黑老二及洪山路見郭威年紀雖小,江湖規矩倒也懂得,知道他這一手勢便是問手,乃是比武切磋之前雙方之間的禮數,當下對視一眼,暗暗點頭,紛紛從腰間抽出兵器。


    黑老二使得是一副鐵鉤,鐵鉤呈一副黑色,汙穢不堪,顯是平日不少用這副鐵鉤摟人,鉤上的血跡雖經過水洗,仍有殘留。鐵鉤約一尺長,鉤尖鋒利,令人不寒而栗。洪山路使得則是一根三節棍,隻見他從腰間抽出,緩緩的拔出,約有半丈之長,三節棍明晃晃的,顯是精鋼所製。
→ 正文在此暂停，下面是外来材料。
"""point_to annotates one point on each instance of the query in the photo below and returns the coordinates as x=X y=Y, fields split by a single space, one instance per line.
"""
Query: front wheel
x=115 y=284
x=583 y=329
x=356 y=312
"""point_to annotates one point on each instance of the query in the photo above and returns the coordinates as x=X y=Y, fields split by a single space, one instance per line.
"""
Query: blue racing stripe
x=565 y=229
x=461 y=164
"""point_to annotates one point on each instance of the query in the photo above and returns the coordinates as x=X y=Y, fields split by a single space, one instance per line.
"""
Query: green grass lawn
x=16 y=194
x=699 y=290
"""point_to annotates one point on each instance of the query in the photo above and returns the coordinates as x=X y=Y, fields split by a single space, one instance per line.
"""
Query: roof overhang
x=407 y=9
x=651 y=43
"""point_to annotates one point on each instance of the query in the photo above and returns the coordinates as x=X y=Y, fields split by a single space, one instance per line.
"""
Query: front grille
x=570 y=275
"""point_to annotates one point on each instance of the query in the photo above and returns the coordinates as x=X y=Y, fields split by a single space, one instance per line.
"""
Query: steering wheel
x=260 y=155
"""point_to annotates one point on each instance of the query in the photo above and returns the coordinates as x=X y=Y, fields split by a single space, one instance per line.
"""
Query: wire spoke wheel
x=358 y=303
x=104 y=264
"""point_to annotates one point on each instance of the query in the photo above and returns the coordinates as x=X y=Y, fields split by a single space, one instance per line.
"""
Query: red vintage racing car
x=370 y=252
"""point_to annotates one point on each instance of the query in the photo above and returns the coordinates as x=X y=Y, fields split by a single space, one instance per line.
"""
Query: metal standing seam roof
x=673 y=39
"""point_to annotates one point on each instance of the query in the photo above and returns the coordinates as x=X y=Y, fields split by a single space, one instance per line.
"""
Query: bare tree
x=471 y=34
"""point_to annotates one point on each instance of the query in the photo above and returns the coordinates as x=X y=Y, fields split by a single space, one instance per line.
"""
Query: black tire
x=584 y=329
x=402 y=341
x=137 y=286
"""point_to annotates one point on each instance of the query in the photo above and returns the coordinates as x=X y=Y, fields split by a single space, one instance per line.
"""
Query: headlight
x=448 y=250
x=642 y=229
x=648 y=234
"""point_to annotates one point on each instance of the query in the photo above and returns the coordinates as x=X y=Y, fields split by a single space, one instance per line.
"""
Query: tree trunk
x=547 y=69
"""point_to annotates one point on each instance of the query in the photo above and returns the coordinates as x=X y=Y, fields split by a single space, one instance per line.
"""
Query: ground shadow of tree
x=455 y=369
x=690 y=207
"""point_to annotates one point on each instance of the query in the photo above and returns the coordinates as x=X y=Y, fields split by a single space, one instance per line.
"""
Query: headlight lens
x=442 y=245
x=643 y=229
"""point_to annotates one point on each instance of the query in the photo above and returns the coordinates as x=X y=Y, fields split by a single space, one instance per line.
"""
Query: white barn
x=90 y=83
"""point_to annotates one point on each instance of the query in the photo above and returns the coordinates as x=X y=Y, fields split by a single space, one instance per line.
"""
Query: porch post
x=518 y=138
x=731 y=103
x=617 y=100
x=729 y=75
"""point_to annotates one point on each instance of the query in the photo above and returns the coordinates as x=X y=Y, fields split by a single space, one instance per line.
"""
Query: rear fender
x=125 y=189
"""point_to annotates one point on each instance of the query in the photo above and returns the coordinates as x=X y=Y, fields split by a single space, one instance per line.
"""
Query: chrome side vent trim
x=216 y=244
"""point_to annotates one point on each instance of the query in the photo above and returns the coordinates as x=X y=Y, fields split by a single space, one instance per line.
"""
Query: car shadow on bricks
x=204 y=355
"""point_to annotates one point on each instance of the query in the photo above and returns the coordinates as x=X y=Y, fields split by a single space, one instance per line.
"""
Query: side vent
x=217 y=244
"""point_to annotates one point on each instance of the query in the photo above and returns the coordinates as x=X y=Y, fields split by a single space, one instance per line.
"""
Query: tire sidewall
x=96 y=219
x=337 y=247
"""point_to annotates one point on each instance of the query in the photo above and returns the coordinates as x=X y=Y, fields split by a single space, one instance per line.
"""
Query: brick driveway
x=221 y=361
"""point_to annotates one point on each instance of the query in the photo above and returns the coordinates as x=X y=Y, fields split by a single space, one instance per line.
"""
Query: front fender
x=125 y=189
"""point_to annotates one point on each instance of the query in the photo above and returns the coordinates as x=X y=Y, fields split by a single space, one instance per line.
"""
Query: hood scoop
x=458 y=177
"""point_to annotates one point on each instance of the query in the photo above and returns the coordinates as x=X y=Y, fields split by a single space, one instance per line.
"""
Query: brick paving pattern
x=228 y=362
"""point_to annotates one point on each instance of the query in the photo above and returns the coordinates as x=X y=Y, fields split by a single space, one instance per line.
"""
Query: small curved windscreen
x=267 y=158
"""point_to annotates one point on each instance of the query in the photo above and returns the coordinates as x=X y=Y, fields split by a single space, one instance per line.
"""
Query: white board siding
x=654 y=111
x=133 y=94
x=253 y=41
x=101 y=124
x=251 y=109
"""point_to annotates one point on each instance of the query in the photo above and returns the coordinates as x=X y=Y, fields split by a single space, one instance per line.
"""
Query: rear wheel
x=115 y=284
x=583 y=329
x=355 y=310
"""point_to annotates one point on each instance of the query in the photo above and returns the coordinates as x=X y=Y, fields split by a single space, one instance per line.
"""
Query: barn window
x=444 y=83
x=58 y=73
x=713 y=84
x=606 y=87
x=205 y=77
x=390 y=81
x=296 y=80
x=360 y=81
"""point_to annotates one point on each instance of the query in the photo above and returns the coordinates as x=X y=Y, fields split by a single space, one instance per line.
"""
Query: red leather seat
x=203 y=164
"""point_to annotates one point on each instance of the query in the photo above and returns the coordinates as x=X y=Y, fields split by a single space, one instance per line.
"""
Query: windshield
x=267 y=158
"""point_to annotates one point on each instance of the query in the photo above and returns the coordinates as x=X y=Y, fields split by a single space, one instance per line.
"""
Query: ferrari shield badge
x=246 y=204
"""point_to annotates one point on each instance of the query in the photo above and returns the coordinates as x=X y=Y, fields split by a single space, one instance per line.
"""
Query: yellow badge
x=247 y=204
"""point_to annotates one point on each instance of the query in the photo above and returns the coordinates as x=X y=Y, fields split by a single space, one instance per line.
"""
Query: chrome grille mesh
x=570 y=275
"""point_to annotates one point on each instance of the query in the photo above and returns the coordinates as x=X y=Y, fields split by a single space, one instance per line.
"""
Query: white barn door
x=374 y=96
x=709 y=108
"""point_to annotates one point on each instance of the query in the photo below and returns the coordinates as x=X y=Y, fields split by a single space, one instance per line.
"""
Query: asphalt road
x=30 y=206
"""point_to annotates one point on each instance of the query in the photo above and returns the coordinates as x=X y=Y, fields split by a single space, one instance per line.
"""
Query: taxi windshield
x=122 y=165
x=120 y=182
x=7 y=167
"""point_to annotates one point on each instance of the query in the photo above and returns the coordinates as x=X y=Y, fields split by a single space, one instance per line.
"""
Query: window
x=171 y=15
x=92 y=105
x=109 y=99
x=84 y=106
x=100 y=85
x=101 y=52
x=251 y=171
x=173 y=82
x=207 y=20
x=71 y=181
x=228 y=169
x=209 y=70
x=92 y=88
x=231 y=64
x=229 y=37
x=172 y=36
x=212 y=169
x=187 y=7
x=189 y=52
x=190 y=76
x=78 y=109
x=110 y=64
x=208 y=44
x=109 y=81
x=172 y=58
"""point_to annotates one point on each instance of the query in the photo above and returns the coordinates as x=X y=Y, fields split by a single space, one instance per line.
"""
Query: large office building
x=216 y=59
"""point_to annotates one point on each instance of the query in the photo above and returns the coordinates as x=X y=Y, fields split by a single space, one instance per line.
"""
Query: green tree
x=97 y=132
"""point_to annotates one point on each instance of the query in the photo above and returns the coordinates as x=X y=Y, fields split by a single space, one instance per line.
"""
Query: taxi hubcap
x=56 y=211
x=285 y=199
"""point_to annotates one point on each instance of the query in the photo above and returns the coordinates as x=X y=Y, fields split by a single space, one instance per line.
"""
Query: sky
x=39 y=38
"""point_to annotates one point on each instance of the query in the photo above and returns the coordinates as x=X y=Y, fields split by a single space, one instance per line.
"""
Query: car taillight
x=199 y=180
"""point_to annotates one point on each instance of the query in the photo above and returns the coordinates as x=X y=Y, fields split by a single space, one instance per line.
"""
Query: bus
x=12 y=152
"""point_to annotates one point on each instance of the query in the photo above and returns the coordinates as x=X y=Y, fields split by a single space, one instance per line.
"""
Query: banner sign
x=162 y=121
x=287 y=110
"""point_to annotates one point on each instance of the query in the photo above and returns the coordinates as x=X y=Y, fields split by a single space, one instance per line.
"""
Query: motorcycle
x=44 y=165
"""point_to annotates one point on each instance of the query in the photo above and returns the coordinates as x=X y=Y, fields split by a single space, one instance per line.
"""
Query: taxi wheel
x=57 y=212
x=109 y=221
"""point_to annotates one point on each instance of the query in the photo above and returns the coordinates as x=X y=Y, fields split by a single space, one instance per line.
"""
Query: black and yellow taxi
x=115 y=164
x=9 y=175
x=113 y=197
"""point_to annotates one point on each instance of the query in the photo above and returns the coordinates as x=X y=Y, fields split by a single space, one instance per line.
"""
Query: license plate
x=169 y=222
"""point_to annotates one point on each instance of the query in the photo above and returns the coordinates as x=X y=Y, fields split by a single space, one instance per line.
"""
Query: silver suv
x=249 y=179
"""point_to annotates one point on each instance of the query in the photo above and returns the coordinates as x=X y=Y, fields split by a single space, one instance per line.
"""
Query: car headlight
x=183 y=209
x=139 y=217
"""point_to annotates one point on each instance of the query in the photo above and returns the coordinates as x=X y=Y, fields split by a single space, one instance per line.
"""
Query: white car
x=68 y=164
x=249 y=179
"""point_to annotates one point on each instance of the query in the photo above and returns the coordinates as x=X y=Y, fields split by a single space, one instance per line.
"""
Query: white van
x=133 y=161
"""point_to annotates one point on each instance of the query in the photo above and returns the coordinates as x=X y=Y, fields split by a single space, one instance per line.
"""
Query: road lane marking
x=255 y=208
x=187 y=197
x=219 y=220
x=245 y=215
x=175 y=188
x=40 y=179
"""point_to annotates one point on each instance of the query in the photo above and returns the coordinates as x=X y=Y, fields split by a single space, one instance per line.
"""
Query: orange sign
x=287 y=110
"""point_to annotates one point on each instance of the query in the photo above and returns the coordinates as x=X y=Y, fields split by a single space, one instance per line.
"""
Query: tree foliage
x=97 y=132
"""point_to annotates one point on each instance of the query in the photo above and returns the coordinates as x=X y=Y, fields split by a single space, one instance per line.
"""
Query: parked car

    黑、洪二人對視一眼,均大吼一聲,道:“小心了!”跟著雙雙出手。他二人一長一短攻出,黑老二搶先在前,一招“雙鉤戲珠”直取郭威胸間,而洪山路大步一跨,一棍淩空劈下,勢力正急。郭威若是抵擋黑老二的雙鉤,自己頭上非要被洪山路打中不可,當下忙後退一步,先行躲開,再尋機會還擊。


    “笨蛋!”郭韜見狀氣得大罵,“平日是怎麽教你的?”


    郭威聽見師父氣得罵自己“笨蛋”,心中咯噔一聲,愣了一愣,這一愣倒好,黑老二雙鉤一遞,險些勾住自己肩膀,他不及細想,忙使出一招“地藏無阻”,這一下出手極快,又是不管敵人什麽招數,渾然不顧死活的打法,一刀倏出,從左至右,朝著黑老二右肩橫砍而去。黑老二見他這招勁力十足,自己若是勾中他的肩膀,而郭威的刀非要將自己的咽喉劃破不可,忙收招後退,這時洪山路已從左邊一棍斜出,捅向郭威肋下。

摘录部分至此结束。